Last week, I blogged about "How much faster is Redis at storing a blob of JSON compared to PostgreSQL?". Judging from a lot of comments, people misinterpreted this. (By the way, Redis is persistent). It's no surprise that Redis is faster.
However, it's a fact that I have do have a lot of blobs stored and need to present them via the web API as fast as possible. It's rare that I want to do relational or batch operations on the data. But Redis isn't a slam dunk for simple retrieval because I don't know if I trust its integrity with the 3GB worth of data that I both don't want to lose and don't want to load all into RAM.
But is it entirely wrong to look at WHICH database to get the best speed?
Reviewing this corner of Song Search helped me rethink this. PostgreSQL is, in my view, a better database for storing stuff. Redis is faster for individual lookups. But you know what's even faster? Nginx
The way the application works is that a React web app is requesting the Amazon product data for the sake of presenting an appropriate affiliate link.
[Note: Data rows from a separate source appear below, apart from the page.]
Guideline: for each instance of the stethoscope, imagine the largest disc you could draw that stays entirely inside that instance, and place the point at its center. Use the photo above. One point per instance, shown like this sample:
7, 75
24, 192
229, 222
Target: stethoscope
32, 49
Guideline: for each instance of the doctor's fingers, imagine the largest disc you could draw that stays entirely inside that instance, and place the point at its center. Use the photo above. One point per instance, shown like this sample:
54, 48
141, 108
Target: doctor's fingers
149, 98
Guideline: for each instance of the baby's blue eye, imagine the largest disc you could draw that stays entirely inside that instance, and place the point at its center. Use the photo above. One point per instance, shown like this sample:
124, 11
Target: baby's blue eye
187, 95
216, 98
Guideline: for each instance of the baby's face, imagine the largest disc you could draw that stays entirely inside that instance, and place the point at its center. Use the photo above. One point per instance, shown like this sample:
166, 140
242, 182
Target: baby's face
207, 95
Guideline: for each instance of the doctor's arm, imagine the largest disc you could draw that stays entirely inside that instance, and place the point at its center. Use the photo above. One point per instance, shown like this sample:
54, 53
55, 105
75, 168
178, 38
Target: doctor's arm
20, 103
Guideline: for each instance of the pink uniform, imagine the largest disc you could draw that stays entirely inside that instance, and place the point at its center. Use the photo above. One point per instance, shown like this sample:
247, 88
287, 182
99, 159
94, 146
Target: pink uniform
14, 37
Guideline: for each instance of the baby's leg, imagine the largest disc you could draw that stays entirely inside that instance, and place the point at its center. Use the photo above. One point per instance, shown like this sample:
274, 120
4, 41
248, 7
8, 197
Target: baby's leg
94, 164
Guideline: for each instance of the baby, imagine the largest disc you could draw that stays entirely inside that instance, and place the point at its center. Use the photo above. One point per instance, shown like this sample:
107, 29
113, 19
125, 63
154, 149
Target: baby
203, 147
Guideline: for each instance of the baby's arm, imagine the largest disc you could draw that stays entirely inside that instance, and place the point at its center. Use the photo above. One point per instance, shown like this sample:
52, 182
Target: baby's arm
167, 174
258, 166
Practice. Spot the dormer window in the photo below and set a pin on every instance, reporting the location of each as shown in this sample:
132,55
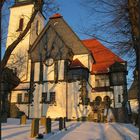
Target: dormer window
37,27
21,22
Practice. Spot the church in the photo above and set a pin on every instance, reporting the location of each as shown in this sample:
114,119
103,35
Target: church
61,75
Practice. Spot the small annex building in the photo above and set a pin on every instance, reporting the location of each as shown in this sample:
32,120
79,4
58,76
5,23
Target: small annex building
64,76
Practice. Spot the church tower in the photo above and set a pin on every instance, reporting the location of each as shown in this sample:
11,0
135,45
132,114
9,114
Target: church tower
20,14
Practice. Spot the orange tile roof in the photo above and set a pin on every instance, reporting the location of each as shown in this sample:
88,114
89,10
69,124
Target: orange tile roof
104,58
76,64
57,15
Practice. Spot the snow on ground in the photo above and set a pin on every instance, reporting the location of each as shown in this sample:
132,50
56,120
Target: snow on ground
75,131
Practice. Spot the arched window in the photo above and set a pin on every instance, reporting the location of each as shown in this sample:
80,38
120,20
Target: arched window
98,100
37,27
119,98
21,22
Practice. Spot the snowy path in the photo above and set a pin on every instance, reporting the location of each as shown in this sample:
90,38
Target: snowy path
75,131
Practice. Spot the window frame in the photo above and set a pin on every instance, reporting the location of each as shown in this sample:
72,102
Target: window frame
19,95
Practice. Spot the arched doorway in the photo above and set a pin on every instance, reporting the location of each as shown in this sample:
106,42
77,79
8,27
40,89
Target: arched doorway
107,101
98,100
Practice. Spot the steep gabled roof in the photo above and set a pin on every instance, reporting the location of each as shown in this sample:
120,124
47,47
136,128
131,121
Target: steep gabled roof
104,58
63,30
76,64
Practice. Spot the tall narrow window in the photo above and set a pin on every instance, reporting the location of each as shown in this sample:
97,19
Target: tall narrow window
26,97
37,27
52,97
19,98
21,21
56,72
119,98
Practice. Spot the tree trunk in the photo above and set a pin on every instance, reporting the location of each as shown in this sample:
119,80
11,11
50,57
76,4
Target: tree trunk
134,14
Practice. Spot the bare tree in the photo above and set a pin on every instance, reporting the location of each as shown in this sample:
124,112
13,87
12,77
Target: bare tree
48,6
110,23
119,26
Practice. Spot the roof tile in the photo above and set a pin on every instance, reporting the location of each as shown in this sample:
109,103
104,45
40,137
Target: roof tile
103,56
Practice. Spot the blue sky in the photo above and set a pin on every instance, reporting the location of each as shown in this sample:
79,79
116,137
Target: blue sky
74,14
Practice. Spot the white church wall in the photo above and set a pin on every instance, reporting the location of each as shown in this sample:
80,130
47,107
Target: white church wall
36,71
75,110
58,109
61,70
48,73
21,51
36,28
84,59
118,90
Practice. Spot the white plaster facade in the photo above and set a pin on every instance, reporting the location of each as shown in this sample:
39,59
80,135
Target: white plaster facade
67,94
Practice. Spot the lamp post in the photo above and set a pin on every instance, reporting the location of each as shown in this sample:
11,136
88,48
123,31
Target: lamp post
118,74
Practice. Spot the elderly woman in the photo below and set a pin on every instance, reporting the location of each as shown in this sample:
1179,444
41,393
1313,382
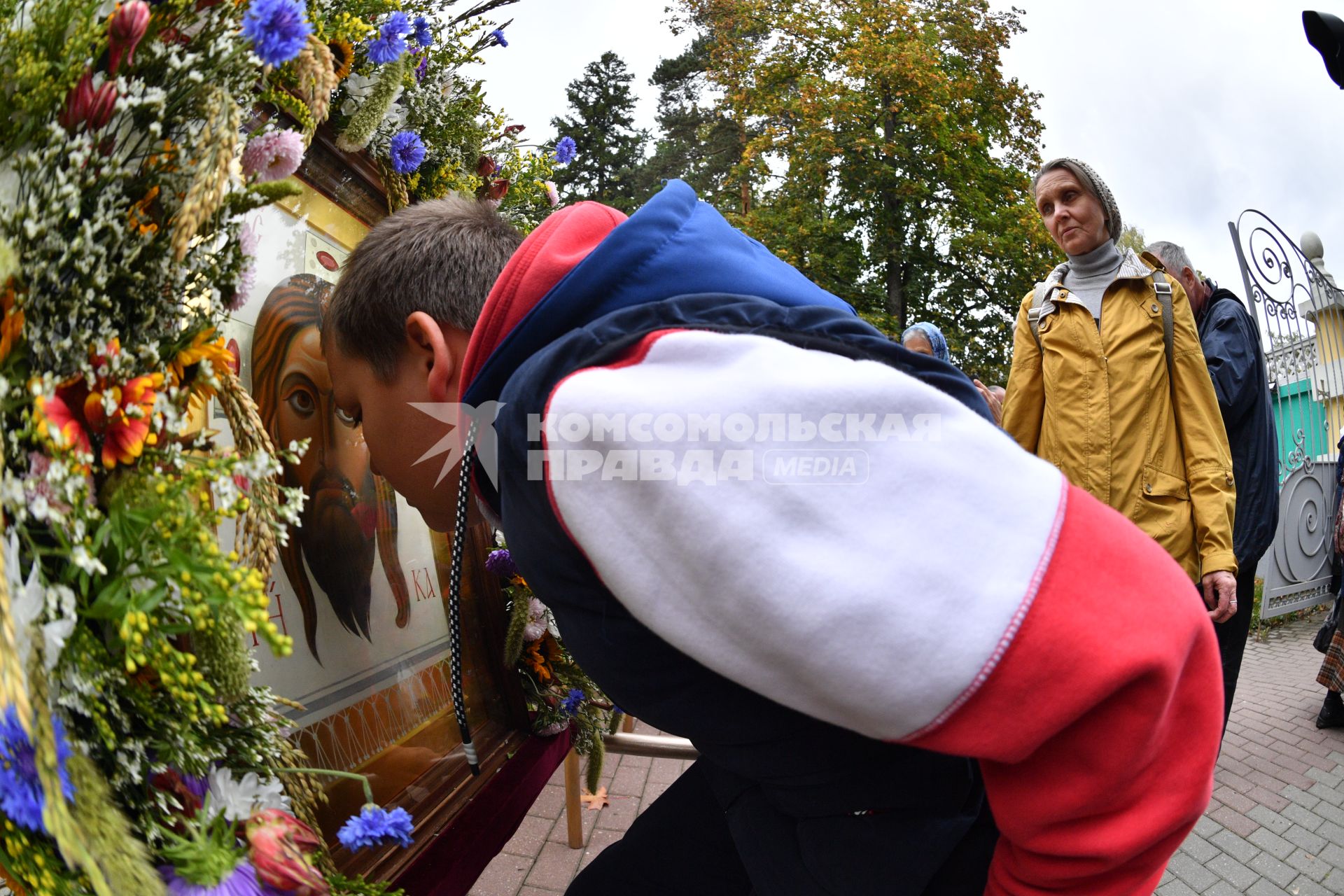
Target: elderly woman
926,339
1109,384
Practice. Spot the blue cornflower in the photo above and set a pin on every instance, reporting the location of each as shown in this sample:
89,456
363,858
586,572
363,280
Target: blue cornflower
374,827
407,152
20,790
502,564
277,29
384,50
424,36
396,26
390,42
566,149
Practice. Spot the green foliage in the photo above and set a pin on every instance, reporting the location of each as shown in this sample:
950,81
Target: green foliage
45,48
343,886
696,141
610,149
1132,238
886,156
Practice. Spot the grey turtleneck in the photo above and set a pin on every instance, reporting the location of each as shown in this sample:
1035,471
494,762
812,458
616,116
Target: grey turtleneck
1091,274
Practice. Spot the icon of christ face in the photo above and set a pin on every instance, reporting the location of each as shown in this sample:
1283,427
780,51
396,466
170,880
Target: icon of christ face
344,507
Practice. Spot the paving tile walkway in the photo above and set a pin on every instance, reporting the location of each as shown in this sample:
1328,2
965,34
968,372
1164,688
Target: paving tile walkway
1276,824
1275,827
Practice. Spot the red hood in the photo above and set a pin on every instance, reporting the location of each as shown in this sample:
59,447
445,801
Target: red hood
540,262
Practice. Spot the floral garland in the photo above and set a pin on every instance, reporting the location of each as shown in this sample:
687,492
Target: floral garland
134,755
558,694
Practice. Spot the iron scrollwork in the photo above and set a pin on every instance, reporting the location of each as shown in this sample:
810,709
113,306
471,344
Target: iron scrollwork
1298,458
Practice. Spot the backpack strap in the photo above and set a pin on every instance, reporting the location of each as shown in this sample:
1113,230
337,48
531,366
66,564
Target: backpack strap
1035,312
1164,298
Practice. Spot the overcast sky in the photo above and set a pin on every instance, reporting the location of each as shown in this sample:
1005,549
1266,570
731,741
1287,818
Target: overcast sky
1191,111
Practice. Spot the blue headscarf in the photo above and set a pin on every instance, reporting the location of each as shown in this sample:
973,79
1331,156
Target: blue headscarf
934,336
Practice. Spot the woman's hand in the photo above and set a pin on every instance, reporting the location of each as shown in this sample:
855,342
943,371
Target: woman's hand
996,407
1219,596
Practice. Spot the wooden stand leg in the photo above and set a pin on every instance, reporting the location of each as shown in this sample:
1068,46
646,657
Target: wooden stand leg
573,808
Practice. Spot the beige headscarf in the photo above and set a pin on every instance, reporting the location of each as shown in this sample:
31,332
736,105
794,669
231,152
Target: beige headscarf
1093,184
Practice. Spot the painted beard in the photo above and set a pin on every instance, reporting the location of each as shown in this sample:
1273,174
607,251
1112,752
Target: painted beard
337,539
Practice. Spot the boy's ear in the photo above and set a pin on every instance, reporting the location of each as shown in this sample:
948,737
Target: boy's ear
432,352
This is done by the browser essentially doing:
const response = await fetch('https://songsear.ch/api/song/5246889/amazon');
Internally, in the app, what it does is that it looks this up, by ID, on the
ORM model. Suppose it wasn't there in the PostgreSQL, it uses the Amazon Affiliate Product Details API, to look it up and when the results come in it stores a copy of this in PostgreSQL so we can re-use this URL without hitting rate limits on the Product Details API. Lastly, in a piece of Django view code, it carefully scrubs and repackages this result so that only the fields used by the React rendering code is shipped between the server and the browser. That "scrubbed" piece of data is actually much smaller. Partly because it limits the results to the first/best match and it deletes a bunch of things that are never needed such as
TrackSequence etc. The proportion is roughly 23x. I.e. of the 3GB of JSON blobs stored in PostgreSQL only 130MB is ever transported from the server to the users.
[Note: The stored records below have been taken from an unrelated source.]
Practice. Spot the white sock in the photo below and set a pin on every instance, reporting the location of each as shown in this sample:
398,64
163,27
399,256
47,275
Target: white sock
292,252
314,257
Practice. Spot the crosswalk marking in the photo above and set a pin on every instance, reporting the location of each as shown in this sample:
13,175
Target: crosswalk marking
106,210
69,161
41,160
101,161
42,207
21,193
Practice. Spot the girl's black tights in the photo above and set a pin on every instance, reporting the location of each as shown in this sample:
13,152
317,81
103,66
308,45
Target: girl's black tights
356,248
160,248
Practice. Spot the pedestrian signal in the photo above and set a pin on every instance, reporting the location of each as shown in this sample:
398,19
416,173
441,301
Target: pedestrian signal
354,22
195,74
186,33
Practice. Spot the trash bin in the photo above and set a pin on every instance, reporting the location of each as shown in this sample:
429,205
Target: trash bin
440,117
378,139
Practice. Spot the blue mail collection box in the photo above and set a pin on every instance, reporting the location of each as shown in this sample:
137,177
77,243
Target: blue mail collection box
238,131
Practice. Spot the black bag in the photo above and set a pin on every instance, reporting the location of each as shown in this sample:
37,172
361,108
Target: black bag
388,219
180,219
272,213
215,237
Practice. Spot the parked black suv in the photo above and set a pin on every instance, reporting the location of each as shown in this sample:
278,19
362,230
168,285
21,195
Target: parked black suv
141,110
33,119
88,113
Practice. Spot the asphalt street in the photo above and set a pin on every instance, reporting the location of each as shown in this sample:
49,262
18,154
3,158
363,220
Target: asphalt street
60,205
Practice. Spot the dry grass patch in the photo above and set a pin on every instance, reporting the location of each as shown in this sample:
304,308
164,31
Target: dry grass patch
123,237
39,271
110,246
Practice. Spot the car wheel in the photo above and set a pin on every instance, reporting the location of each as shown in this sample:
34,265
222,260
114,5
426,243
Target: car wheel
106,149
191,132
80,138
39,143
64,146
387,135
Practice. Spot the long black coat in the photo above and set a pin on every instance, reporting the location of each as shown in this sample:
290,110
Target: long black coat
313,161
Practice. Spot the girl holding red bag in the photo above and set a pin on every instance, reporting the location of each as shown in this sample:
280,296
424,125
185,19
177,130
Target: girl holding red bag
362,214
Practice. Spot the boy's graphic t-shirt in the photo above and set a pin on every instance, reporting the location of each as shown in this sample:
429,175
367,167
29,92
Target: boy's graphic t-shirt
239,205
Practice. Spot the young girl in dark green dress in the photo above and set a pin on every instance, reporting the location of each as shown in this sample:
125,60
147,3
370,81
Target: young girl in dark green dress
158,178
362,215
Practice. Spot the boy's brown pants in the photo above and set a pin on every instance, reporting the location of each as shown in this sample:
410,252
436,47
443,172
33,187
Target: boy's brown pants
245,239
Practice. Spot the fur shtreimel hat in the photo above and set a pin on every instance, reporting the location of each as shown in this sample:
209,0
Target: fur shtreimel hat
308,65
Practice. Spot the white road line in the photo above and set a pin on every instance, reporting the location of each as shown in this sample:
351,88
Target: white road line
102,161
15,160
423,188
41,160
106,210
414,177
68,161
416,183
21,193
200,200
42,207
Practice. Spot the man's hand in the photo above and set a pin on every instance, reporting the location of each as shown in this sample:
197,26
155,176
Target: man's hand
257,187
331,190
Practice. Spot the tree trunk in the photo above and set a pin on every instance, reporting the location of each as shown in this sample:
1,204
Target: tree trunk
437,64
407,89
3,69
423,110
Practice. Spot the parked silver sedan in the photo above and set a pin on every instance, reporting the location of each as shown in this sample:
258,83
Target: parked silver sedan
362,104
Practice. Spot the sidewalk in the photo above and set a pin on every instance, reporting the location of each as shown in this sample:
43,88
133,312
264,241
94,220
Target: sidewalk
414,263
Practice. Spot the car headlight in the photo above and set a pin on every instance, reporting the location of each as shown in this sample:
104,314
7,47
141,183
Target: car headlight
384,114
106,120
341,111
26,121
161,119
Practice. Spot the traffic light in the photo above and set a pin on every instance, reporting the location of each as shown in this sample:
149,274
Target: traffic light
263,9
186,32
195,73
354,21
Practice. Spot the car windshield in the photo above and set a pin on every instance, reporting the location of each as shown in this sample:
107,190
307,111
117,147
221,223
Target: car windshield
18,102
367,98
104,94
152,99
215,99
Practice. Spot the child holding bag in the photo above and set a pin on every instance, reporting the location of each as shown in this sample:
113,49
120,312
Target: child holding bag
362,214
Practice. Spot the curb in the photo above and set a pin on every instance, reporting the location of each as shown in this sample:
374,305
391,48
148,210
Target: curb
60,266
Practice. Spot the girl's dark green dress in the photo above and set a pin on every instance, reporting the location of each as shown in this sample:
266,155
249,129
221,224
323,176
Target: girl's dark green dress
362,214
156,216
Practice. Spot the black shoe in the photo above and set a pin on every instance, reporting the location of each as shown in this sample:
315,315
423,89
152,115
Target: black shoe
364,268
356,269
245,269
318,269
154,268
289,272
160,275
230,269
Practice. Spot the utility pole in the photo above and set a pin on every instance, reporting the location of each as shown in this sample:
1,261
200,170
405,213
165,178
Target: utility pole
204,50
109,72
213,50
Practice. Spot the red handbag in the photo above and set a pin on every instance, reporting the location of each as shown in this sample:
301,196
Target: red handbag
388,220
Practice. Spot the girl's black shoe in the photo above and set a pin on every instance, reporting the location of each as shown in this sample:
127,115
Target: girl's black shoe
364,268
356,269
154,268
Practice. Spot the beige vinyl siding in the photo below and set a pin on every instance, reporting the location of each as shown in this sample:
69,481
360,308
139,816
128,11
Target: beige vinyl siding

Nginx has a built in reverse HTTP proxy cache which is easy to set up but a bit hard to do purges on. The biggest flaw, in my view, is that it's hard to get a handle of how much RAM this it's eating up. Well, if the total possible amount of data within the server is 130MB, then that is something I'm perfectly comfortable to let Nginx handle cache in RAM.
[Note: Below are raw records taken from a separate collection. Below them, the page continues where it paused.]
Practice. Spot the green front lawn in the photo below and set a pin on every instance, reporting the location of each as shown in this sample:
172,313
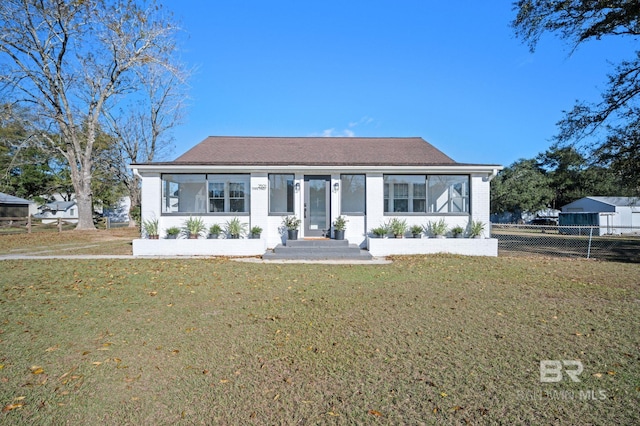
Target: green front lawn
437,339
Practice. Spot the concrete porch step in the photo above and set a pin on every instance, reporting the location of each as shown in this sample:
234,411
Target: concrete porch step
317,250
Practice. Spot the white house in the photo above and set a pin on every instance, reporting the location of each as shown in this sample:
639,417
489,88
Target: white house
614,215
65,210
262,179
12,206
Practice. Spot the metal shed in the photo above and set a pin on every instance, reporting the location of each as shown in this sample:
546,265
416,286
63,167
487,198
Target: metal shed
614,215
11,206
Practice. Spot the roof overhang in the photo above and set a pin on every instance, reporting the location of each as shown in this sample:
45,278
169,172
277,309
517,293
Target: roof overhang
486,169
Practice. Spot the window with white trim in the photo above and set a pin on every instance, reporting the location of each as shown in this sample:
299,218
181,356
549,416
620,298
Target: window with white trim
441,194
200,193
448,193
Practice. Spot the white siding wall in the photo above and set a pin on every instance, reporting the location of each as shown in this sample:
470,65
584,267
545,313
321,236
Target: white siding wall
358,226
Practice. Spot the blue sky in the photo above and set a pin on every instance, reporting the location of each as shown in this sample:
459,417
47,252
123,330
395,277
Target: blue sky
452,73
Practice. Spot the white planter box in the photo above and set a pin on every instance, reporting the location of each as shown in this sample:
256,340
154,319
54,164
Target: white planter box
464,246
199,247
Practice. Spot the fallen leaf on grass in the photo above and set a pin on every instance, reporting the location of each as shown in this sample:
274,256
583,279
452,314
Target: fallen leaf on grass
35,369
10,407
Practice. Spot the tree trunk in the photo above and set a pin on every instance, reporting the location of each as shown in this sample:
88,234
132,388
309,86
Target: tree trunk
85,210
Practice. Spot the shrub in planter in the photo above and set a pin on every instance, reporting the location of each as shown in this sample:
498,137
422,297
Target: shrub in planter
398,227
173,232
150,228
339,226
457,231
475,229
235,229
214,231
292,223
438,229
380,231
255,232
416,231
193,227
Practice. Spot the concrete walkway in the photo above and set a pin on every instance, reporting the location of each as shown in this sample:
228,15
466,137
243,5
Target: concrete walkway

Good HTTP performance benchmarking is hard to do but here's a teaser from my local laptop version of Nginx:
▶ hey -n 10000 -c 10 https://songsearch.local/api/song/1810960/affiliate/amazon-itunes Summary: Total: 0.9882 secs Slowest: 0.0279 secs Fastest: 0.0001 secs Average: 0.0010 secs Requests/sec: 10119.8265 Response time histogram: 0.000  | 0.003  |■■■■■■■■■■■■■■■■■■■■■■■■■■■■■■■■■■■■■■■■ 0.006  | 0.008  | 0.011  | 0.014  | 0.017  | 0.020  | 0.022  | 0.025  | 0.028  | Latency distribution: 10% in 0.0003 secs 25% in 0.0006 secs 50% in 0.0008 secs 75% in 0.0010 secs 90% in 0.0013 secs 95% in 0.0016 secs 99% in 0.0068 secs Details (average, fastest, slowest): DNS+dialup: 0.0000 secs, 0.0001 secs, 0.0279 secs DNS-lookup: 0.0000 secs, 0.0000 secs, 0.0026 secs req write: 0.0000 secs, 0.0000 secs, 0.0011 secs resp wait: 0.0008 secs, 0.0001 secs, 0.0206 secs resp read: 0.0001 secs, 0.0000 secs, 0.0013 secs Status code distribution:  10000 responses
10,000 requests across 10 clients at rougly 10,000 requests per second. That includes doing all the HTTP parsing, WSGI stuff, forming of a SQL or Redis query, the deserialization, the Django JSON HTTP response serialization etc. The cache TTL is controlled by simply setting a
Cache-Control HTTP header with something like
Now, repeated fetches for this are cached at the Nginx level and it means it doesn't even matter how slow/fast the database is. As long as it's not taking seconds, with a long
Cache-Control, Nginx can hold on to this in RAM for days or until the whole server is restarted (which is rare).
If you the total amount of data that can and will be cached is controlled, putting it in a HTTP reverse proxy cache is probably order of magnitude faster than messing with chosing which database to use.